Advice for black entrepreneurs and business-owners?

Work together. Collective work and responsibility and cooperative economics are the real way to grow our businesses. We look at multinationals or listen to success stories of people of other races, and think it is going to apply to us. Like we are welcome at either of those tables, and we aren’t. We need to create our own table, our own thriving economy. There is enough money, talent, capability and most importantly, market to support our community’s growth. Look at what China has managed to do in the past decade creating 1.6 millionaires in 2016 from 180,000 in 2006 (Source: Deutsche Wells) by supporting their businesses, not allowing interference, and exporting to their big corporations over the past few decades.

I can’t say it enough, let’s support and collaborate with each other and have some patience while doing it. We aren’t going to get it right the first time. Don’t give up and go back to patroning other communities, find someone else – we have the talent and capability. We need everyone in this movement. If we do this, then there’s more money in the community, more money in the community means we can invest in another business, which means we will hire more black people, and eventually the average black person will rise above the poverty line.

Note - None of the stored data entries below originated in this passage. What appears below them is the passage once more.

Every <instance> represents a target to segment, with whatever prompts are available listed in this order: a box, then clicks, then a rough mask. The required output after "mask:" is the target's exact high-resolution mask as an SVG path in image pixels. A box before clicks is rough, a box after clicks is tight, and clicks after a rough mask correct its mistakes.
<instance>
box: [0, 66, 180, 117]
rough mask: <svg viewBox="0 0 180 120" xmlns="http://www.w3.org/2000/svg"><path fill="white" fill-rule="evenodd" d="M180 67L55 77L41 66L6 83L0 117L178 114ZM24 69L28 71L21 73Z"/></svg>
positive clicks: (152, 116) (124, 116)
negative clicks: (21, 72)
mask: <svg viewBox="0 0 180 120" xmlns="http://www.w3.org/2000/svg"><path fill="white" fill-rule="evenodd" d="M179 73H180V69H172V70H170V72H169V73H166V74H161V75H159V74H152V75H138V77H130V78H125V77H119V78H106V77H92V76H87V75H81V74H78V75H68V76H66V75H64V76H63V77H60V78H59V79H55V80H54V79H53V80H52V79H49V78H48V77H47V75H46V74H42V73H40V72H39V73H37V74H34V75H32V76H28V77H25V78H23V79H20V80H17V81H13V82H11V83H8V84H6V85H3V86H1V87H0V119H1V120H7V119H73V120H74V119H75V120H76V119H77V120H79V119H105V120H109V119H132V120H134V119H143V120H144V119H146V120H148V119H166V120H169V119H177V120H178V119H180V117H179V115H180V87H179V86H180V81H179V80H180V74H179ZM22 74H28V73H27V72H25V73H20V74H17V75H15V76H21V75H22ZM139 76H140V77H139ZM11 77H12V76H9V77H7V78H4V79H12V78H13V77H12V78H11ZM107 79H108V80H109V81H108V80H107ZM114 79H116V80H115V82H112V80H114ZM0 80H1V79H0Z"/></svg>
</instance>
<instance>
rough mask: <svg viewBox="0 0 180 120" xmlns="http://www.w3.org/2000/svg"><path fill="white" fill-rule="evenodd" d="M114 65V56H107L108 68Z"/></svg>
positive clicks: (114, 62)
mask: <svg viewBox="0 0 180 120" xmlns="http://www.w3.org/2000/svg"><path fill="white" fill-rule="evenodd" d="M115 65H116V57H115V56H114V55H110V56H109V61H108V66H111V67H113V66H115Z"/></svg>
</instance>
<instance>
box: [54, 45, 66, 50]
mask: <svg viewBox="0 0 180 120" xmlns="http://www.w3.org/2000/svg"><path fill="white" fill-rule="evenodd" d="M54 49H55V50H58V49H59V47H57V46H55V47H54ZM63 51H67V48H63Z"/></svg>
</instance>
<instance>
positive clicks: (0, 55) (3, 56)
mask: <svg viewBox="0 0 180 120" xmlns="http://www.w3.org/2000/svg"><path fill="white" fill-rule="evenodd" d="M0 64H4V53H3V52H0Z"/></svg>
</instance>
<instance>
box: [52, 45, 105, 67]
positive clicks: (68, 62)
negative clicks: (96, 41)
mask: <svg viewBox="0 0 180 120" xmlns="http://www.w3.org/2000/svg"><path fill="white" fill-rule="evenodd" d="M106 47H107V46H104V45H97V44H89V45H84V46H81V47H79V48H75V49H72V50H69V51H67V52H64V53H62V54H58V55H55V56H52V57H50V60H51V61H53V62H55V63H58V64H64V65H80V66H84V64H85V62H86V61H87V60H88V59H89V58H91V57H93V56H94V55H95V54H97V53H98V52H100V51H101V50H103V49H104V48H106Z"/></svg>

Sacrifice. Socialise with purpose and intention. We have been very busy distracted with “living our best lives” that we are spending money in the wrong places most especially on alcohol, clothes and cars instead of at progressive, networking events. Your network is your net-worth, this is not a drill! And if you must spend, spend it at a black establishment. We’ve fallen prey to it, I have too! It’s fun but it’s a distraction. For most, there isn’t inter-generational wealth to fall back on to support or white privilege that will promote you because you have things in common with your executives. We as this generation have a responsibility to get our community out of this economic rut, and we all have a part to play and no role is too big or too small, it all counts.


What’s next for Aisha?

I have so many ideas but for now my focus is Katika. This is the catalyst for change, and there’s so much more we want to do with it especially around education and emancipation of the mind. We are beginning to plan for an African Economic Summit for December 2020. What has been previously done is out of reach or doesn’t include the average person. It’s about dignitaries, which is important, but I think that’s been the mistake thus far – this is a grassroot movement, it must include the consumers and the SMMEs.

Corporate Quickie


If I had an extra R1 000 000 I would… spend most of it on a conscious, marketing campaign to create brand awareness but also begin the journey of resocialisation. It’s time to push buttons and make everyone uncomfortable with the status quo. Black is beautiful. Black is capable. Black is talented. Time to expose people to their history and the great philosophers, doctors and historians.

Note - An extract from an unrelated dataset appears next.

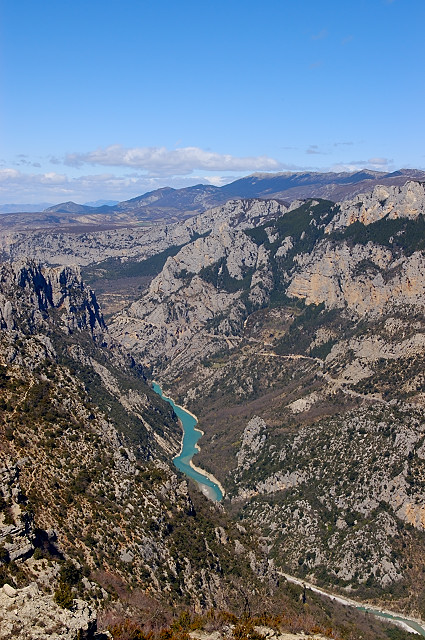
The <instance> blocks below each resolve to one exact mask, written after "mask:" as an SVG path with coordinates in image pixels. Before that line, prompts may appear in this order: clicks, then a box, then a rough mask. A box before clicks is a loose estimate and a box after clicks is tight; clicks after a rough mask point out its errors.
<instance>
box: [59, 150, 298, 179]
mask: <svg viewBox="0 0 425 640" xmlns="http://www.w3.org/2000/svg"><path fill="white" fill-rule="evenodd" d="M64 164H66V165H68V166H72V167H81V166H82V165H84V164H88V165H102V166H109V167H133V168H136V169H141V170H143V171H146V172H147V173H148V175H151V176H171V175H188V174H190V173H191V172H192V171H194V170H199V169H201V170H207V171H250V172H253V171H279V170H282V169H285V168H286V169H288V168H289V167H288V166H287V165H285V164H283V163H281V162H279V161H278V160H276V159H274V158H269V157H267V156H250V157H242V158H238V157H236V156H232V155H230V154H220V153H215V152H213V151H205V150H204V149H199V148H198V147H184V148H181V149H174V150H169V149H166V148H165V147H135V148H125V147H122V146H121V145H111V146H109V147H106V148H104V149H97V150H96V151H89V152H87V153H70V154H68V155H67V156H66V157H65V160H64Z"/></svg>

I am dying to meet? How can I choose, they are so many people who have
positively impacted and influenced my mind and spirit from President Paul Kagame and the Obamas to Beyoncé and Ta-nehesi Coates. But honestly, I’d love to meet AOC – Alexandria Ocasio-Cortez. She is a force of nature and disrupting the entire establishment and I love it. She gives me so much life and energy to carry on. In an African context, Strive Masiyiwa. I saw him speak at the African Union in Addis and I was floored by his vision and work as a businessman, philanthropist, though tleader and African-enthusiast.

Biggest money mistake? Buying too high per square meter on my condo while accepting the bank’s high flexible interest rate just all in the interest of owning property because that’s what I was told is success at 30.

Best investment? Katika because of both the financial, mental and emotional reward that comes with it.